The United States is often thought to have an exceptionally fluid labor market, with workers able to easily move across states in response to changing economic conditions. Unfortunately, the famously flexible U.S. labor market has quietly become much less so. Workers are switching jobs at ever lower rates and moving across states less frequently since at least the 1970s. These declines are uneven in magnitude but consistent across states. Workers are also changing occupations at lower rates than in previous decades. On the employer side, firms are creating and destroying fewer jobs over time.
Why does this matter? Institutions that increase labor market flexibility confer a number of benefits: quicker recovery from recession, as workers readily migrate away from hard-hit areas; faster and less costly adjustment to technological change; better employment prospects for those with weak labor force attachment (e.g., the young and those desiring part-time work); and better, more productive matches between workers and firms.
A number of labor market institutions likely impair worker mobility. One example that has been much discussed in recent months is the so-called “non-compete” contract, which restricts the ability of employees to find new work after separating from their original firm. Though we lack information about changes over time in their use, non-compete contracts are now pervasive – nearly a fifth of all workers are bound by one – and likely hamper worker mobility.
Policymakers are considering options to reform the use and enforcement of these contracts, which often appear to exploit workers’ lack of knowledge about their (sometimes quite complicated) implications. Some of the more important policy reforms being considered are: require that employers provide compensation to former employees being asked to abide by non-competes, prohibit non-competes for low-wage workers, and require that that employers be upfront with workers about the terms and enforcement of non-competes.
Another institution that reduces labor market flexibility is occupational licensing. We know that the fraction of U.S. workers holding a license has increased from about 5 to 25 percent over the last 60 years, making licensure a much more important labor market institution than it previously was. We also know that licensing is generally a state policy that requires workers to obtain a new license whenever they move across state lines; this is an obvious impediment to migration. But what does the data say about the mobility of licensed workers?
Newly available worker-level data on licensing provides some striking results. In a new Hamilton Project at Brookings analysis, I show that licensed workers are much less likely than certified workers (those with a credential that is not state-specific or legally required for employment) to move across state lines, but similarly likely to move within state. This suggests that our state-based licensure system is interfering with interstate migration. As licensing has become more prevalent, this impact on long-distance migration has become relevant for more and more workers.

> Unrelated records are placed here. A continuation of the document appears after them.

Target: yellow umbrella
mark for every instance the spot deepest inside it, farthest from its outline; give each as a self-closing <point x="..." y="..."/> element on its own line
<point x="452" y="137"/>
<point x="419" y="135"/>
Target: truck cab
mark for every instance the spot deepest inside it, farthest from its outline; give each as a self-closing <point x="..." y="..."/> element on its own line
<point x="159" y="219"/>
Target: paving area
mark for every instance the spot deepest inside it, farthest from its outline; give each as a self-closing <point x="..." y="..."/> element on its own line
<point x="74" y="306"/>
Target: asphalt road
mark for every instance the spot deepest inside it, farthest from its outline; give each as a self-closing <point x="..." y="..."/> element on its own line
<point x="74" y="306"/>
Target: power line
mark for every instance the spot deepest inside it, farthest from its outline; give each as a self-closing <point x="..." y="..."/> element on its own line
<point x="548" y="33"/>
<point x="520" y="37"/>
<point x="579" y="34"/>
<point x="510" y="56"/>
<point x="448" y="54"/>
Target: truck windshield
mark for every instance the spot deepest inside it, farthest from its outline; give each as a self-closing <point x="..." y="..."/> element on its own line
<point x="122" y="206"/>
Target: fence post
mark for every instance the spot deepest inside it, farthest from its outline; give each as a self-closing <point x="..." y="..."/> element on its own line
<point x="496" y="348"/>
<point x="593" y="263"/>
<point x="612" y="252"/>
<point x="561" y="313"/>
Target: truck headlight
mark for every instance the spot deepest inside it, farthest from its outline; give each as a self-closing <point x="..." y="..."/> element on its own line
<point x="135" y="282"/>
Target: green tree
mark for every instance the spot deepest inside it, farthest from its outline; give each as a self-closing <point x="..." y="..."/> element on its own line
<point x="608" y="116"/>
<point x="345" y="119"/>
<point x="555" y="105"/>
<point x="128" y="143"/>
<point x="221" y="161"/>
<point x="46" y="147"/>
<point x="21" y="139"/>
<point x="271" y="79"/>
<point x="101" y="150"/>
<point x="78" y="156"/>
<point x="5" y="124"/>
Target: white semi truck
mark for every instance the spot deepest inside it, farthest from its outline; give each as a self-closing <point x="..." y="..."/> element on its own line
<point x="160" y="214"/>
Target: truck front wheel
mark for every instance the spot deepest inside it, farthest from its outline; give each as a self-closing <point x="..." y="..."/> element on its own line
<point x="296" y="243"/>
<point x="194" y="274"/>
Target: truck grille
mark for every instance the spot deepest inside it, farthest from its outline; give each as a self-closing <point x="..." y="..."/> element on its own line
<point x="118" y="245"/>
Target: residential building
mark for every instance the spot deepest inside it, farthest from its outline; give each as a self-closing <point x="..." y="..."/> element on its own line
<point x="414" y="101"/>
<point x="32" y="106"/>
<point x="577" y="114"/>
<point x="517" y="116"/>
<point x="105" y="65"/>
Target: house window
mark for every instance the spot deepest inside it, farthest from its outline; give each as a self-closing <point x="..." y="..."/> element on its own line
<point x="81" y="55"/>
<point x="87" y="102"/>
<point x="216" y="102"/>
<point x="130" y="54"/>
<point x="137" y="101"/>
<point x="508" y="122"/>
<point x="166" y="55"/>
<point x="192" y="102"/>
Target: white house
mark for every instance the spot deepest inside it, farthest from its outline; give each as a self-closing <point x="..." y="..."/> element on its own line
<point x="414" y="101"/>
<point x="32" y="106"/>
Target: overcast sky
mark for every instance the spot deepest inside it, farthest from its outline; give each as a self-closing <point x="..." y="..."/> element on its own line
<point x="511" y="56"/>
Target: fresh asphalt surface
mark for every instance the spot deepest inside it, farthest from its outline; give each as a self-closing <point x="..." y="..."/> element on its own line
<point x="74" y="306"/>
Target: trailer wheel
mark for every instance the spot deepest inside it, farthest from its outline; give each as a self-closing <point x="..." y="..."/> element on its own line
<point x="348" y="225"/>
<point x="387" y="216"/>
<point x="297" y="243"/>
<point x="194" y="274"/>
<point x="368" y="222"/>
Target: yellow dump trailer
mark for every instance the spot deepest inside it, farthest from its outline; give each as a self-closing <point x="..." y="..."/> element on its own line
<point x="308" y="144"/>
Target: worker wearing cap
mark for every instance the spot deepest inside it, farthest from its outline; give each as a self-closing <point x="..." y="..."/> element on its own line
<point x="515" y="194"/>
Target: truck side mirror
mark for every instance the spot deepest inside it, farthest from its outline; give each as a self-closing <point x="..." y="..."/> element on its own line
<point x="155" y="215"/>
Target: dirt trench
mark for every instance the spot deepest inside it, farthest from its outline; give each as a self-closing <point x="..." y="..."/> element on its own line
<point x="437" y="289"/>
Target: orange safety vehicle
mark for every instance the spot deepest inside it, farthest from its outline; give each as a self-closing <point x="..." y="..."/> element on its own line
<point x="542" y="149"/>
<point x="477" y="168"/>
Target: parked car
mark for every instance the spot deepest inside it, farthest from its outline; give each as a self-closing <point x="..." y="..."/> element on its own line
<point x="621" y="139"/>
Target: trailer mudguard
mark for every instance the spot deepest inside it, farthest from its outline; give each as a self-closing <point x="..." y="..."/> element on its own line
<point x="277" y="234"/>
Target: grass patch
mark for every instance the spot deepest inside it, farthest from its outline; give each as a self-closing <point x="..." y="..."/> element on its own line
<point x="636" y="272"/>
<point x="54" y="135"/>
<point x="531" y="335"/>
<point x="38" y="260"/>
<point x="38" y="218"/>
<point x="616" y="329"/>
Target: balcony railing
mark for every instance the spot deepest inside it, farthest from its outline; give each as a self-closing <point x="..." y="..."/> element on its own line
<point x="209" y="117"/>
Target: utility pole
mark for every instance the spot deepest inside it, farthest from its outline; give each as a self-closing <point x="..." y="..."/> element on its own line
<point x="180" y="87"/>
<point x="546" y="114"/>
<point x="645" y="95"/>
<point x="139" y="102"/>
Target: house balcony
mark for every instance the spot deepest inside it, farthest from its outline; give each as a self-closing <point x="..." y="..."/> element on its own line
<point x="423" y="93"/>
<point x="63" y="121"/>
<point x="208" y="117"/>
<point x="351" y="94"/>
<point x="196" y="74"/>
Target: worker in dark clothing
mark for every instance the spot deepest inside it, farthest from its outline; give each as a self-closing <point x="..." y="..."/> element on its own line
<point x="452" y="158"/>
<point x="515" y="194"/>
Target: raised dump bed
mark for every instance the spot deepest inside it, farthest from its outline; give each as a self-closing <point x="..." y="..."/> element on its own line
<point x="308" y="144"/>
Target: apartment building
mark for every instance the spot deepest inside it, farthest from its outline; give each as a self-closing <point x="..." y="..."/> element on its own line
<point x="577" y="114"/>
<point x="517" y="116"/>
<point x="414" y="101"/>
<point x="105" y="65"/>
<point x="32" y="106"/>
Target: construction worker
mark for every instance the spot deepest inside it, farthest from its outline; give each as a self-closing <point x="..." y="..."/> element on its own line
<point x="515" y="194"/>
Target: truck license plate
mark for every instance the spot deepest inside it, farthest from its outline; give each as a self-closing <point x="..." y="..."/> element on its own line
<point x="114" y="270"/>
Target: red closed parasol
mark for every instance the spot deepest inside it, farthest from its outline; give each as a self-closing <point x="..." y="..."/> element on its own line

Broadly speaking, there are two primary means of addressing the inflexibility associated with licensure. The first, and most obvious, is to reduce the extent and stringency of licensing laws. If a license is not required for interior design, for instance, then interior designers will not be hindered in their movement across the country, nor will aspiring interior designers find it unnecessarily difficult to enter the occupation. Similarly, reducing the stringency of licensing requirements will help on both dimensions.
An alternative, complementary strategy is to directly address licensing-related barriers to interstate mobility without removing licensing. This can be done in a number of ways. States can form an explicit compact, as they have done for nurses and some other health occupations, that makes it easier to commute across state lines, retain licensed status after a permanent move, or even practice remotely. States can simply recognize other states’ licenses, as they currently do with drivers’ licenses, or provide some form of expedited licensure. In principle, there is nothing about licensing that requires the barriers to geographic mobility we currently experience, though in practice it has proven quite difficult in the U.S. to achieve free mobility for licensed workers.
There is no single solution to the problem of declining U.S. labor market flexibility. Each problematic labor market institution must be addressed separately in a way that makes sense given all the relevant costs and benefits. However, policymakers would do well to place more emphasis on the costs associated with diminished worker mobility: improving our labor market is vital to increasing both individual economic opportunity and overall economic growth.